4.3 Additional Cluster Operating Instructions

The following instructions provide additional information for operating Novell Cluster Services.

4.3.1 Installing NetWare on a Server To Be Added to an Existing Cluster

  1. Install fibre channel hardware.

    NetWare will automatically detect and load the proper drivers when it installs.

  2. Install NetWare, including the latest Service Pack, on the new server.

  3. Reboot the server.

  4. Install Novell Cluster Services on the new server.

  5. (Conditional) If you have changed the failover order, add the new server to the failover list.

    By default, Novell Cluster Services will include all nodes on the failover list, including newly added nodes.

4.3.2 Readding a Node to a Cluster That Was Prevously in the Cluster

Previously, if you were reinstalling a cluster node and using the same server name, you had to reconfigure Novell Cluster Services on that node and restart cluster software on all nodes in the cluster prior to adding the node back into the cluster. An option now exists in iManager to automate the process for readding a node to a cluster.

  1. If necessary, install NetWare, including the latest Service Pack on the server using the same node name and IP address.

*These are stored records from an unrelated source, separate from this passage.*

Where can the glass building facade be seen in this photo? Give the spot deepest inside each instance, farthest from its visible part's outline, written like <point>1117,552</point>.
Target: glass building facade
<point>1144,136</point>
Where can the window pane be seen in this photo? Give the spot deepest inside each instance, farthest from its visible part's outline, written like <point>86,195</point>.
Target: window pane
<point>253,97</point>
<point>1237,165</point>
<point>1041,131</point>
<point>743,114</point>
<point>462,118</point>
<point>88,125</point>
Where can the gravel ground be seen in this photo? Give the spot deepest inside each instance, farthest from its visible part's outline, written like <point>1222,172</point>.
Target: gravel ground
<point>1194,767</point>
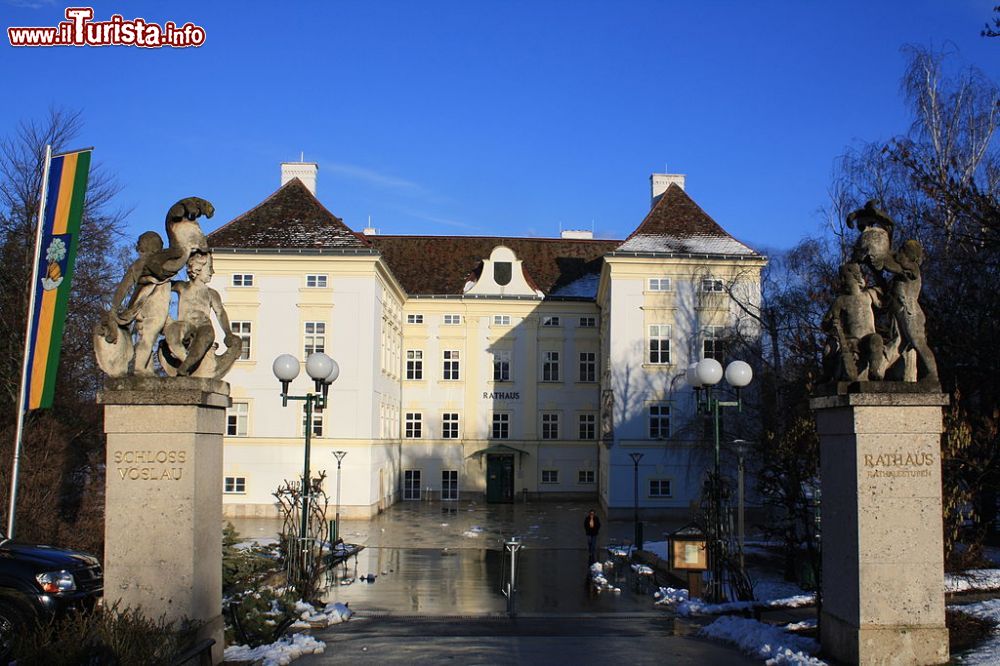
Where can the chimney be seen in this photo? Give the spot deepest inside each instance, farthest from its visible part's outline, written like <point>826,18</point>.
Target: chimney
<point>304,171</point>
<point>659,182</point>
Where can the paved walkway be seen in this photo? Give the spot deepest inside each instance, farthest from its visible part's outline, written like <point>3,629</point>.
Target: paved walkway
<point>526,640</point>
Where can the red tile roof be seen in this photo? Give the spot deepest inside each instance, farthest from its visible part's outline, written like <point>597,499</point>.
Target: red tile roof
<point>292,217</point>
<point>438,265</point>
<point>676,224</point>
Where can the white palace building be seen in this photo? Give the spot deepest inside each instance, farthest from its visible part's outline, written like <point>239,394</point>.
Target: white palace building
<point>479,367</point>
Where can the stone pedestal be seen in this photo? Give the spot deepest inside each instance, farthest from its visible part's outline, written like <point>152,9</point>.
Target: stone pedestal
<point>883,556</point>
<point>163,522</point>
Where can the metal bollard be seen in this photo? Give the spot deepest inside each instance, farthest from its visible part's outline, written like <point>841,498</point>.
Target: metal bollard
<point>509,586</point>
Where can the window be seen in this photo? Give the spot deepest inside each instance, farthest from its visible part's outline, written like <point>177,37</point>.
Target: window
<point>659,343</point>
<point>414,364</point>
<point>550,367</point>
<point>414,425</point>
<point>449,425</point>
<point>714,343</point>
<point>588,366</point>
<point>659,421</point>
<point>242,329</point>
<point>315,338</point>
<point>501,426</point>
<point>411,484</point>
<point>659,284</point>
<point>659,487</point>
<point>451,365</point>
<point>317,430</point>
<point>235,484</point>
<point>501,366</point>
<point>236,419</point>
<point>449,484</point>
<point>710,285</point>
<point>550,426</point>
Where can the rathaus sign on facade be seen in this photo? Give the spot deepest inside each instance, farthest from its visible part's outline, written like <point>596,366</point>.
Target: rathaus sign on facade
<point>487,367</point>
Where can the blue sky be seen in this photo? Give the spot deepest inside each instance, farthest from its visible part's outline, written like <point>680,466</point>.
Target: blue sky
<point>507,118</point>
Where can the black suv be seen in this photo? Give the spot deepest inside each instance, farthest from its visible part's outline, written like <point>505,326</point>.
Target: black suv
<point>43,582</point>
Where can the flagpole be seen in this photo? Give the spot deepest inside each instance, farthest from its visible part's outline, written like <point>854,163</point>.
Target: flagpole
<point>11,521</point>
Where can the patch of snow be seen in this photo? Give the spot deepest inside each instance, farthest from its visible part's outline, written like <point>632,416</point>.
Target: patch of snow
<point>987,652</point>
<point>703,244</point>
<point>765,641</point>
<point>584,286</point>
<point>279,653</point>
<point>973,579</point>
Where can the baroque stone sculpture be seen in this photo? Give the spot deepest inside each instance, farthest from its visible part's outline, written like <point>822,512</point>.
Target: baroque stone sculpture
<point>858,350</point>
<point>127,337</point>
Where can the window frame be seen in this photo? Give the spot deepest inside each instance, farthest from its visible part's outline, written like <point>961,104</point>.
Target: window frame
<point>233,412</point>
<point>550,365</point>
<point>450,425</point>
<point>413,425</point>
<point>655,346</point>
<point>451,360</point>
<point>656,421</point>
<point>414,365</point>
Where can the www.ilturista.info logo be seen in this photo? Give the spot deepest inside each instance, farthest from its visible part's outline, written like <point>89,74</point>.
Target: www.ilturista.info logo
<point>81,30</point>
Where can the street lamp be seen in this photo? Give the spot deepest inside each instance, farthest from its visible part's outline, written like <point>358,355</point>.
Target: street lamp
<point>703,376</point>
<point>636,457</point>
<point>339,455</point>
<point>323,370</point>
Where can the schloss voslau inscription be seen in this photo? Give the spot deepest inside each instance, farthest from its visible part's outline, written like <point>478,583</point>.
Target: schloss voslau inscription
<point>150,465</point>
<point>889,465</point>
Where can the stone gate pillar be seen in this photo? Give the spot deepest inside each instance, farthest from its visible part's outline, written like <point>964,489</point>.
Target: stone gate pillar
<point>883,554</point>
<point>163,520</point>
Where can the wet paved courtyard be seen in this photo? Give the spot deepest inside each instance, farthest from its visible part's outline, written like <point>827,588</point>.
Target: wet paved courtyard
<point>447,558</point>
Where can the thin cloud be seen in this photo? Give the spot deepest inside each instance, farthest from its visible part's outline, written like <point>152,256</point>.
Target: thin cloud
<point>373,177</point>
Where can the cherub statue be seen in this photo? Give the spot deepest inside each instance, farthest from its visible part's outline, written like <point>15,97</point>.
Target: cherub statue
<point>188,342</point>
<point>857,352</point>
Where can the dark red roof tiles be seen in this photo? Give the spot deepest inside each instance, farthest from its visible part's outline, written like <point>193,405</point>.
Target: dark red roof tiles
<point>290,218</point>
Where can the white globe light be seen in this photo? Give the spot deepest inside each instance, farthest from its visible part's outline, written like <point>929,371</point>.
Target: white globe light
<point>709,371</point>
<point>334,373</point>
<point>693,380</point>
<point>739,374</point>
<point>285,367</point>
<point>319,365</point>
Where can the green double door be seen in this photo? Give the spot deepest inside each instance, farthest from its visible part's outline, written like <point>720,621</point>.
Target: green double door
<point>500,478</point>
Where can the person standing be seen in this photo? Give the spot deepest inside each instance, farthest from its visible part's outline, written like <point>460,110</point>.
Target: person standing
<point>591,526</point>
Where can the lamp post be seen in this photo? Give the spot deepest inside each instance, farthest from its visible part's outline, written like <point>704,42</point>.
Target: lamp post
<point>636,457</point>
<point>703,376</point>
<point>339,455</point>
<point>741,451</point>
<point>323,370</point>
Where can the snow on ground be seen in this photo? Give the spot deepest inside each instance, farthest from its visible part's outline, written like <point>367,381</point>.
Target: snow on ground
<point>987,652</point>
<point>599,581</point>
<point>765,641</point>
<point>973,579</point>
<point>289,648</point>
<point>280,653</point>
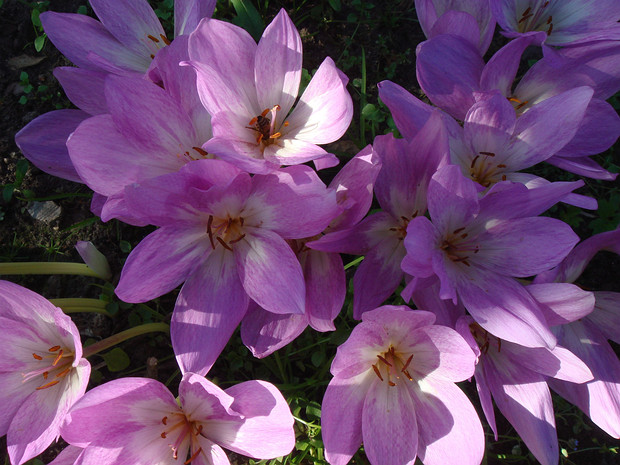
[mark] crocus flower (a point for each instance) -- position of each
(588, 337)
(249, 90)
(139, 421)
(127, 37)
(470, 19)
(477, 246)
(393, 389)
(451, 73)
(407, 167)
(42, 375)
(515, 377)
(264, 332)
(566, 22)
(147, 131)
(224, 233)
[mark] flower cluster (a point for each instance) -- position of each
(205, 138)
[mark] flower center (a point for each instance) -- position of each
(458, 248)
(226, 231)
(265, 126)
(535, 19)
(390, 366)
(154, 44)
(54, 364)
(485, 171)
(483, 338)
(186, 431)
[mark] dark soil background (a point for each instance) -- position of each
(388, 54)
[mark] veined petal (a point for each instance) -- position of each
(162, 261)
(324, 110)
(389, 425)
(80, 38)
(270, 272)
(452, 432)
(130, 23)
(277, 65)
(448, 70)
(187, 14)
(223, 56)
(341, 416)
(325, 288)
(84, 87)
(265, 332)
(266, 414)
(43, 142)
(209, 308)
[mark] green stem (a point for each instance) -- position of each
(123, 336)
(79, 305)
(47, 268)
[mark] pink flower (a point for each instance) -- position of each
(138, 421)
(393, 389)
(42, 372)
(249, 90)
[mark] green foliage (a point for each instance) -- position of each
(248, 18)
(8, 190)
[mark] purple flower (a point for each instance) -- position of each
(566, 22)
(264, 332)
(139, 421)
(224, 233)
(127, 38)
(515, 377)
(249, 90)
(477, 246)
(42, 375)
(588, 337)
(393, 389)
(407, 167)
(470, 19)
(147, 132)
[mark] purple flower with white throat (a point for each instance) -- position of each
(393, 389)
(42, 375)
(566, 22)
(477, 246)
(249, 90)
(139, 421)
(224, 234)
(588, 337)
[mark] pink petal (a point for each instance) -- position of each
(209, 308)
(277, 65)
(324, 110)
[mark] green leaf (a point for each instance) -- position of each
(34, 16)
(39, 42)
(116, 359)
(248, 18)
(7, 193)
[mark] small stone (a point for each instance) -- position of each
(46, 211)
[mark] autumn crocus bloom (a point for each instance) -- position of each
(224, 233)
(42, 372)
(588, 337)
(249, 90)
(393, 389)
(139, 421)
(264, 332)
(407, 167)
(515, 377)
(477, 246)
(566, 22)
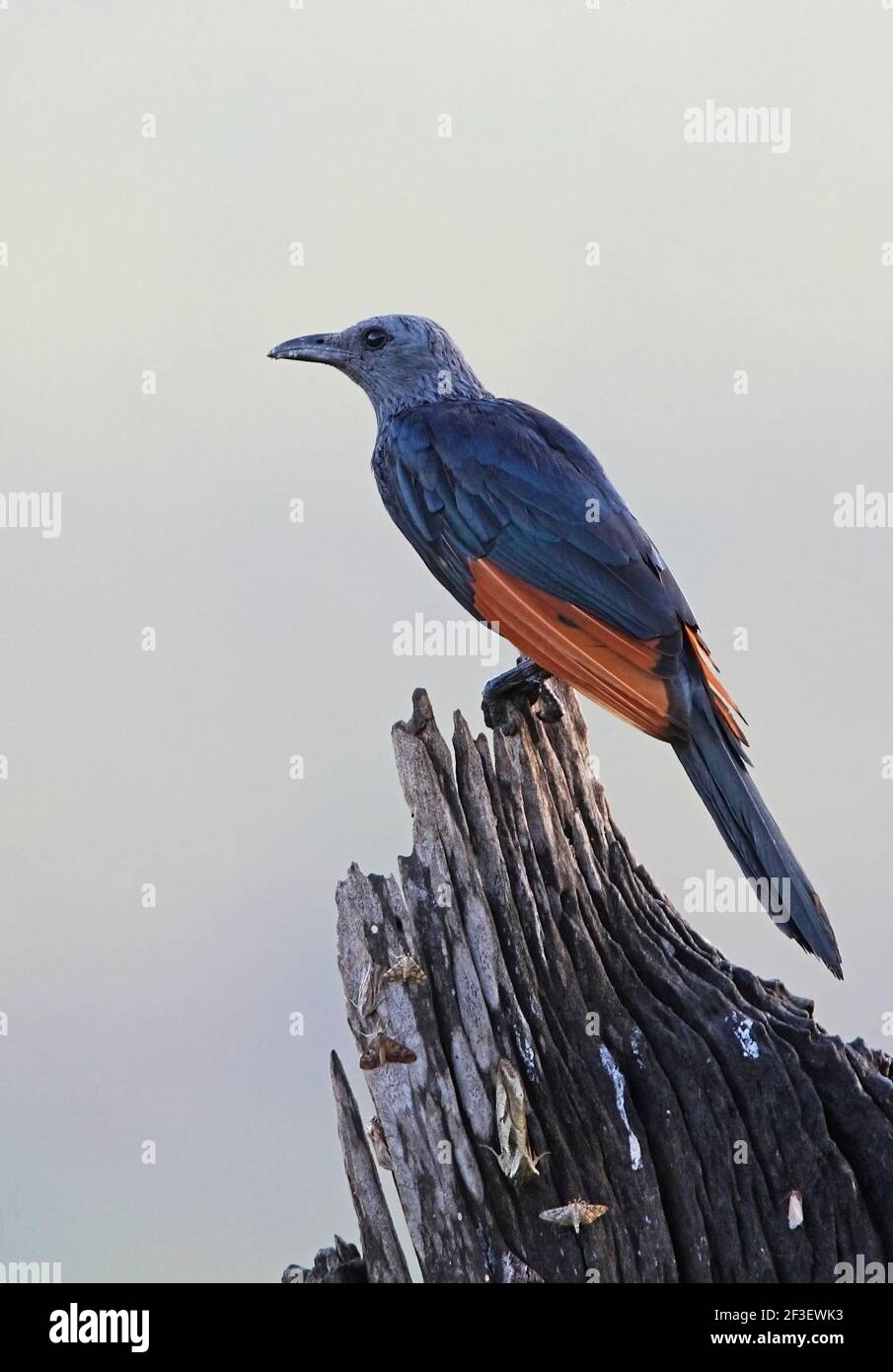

  2. In the left column of the main iManager page, locate Clusters, then click the Cluster Options link.

  3. Type the cluster name or browse and select it, then click the Repair button under the cluster name.

    This will automatically configure Novell Cluster Services on the server. This lets you keep the existing cluster nodes running and in the cluster while reinstalling a failed cluster node.

  4. After clicking the Repair button to automatically configure Novell Cluster Services on the new cluster node, copy the ldncs.ncf and uldncs.ncf files from the sys:\system directory on one of the other cluster servers to the sys:\system directory of the new cluster server.

4.3.3 Cluster-Enabled Volume Connection Required for Some Utilities

Because Novell Cluster Services uses eDirectory™ to find objects and resolve names, you must first establish a client connection to a cluster-enabled volume for it to be visible to certain utilities.

Do this by browsing to and selecting the eDirectory Volume object using Windows Explorer.

4.3.4 Some Applications Do Not Fail Over

Although all NetWare 6.5 applications will run on a cluster node, not all applications are capable of being configured as a cluster application and failed over to a new node.

4.3.5 Cluster Services Fails to Start

If you chose to have Novell Cluster Services software start automatically after installation, you might encounter a problem with Cluster Services software starting on some servers immediately after the installation. This problem is due to Cluster Services software starting prior to cluster-related eDirectory objects being created and replicated.

To resolve this problem, wait for a few minutes and then manually start Cluster Services software by entering ldncs at the server console.

4.3.6 Preventing Cascading Failovers

Cascading failover occurs when a bad cluster resource causes a server to fail, then fails over to another server causing it to fail, and then continues failing over to and bringing down additional cluster servers until possibly all servers in the cluster have failed.

Novell Cluster Services now incorporates functionality that detects if a node has failed because of a bad cluster resource and prevents that bad resource from failing over to other servers in the cluster.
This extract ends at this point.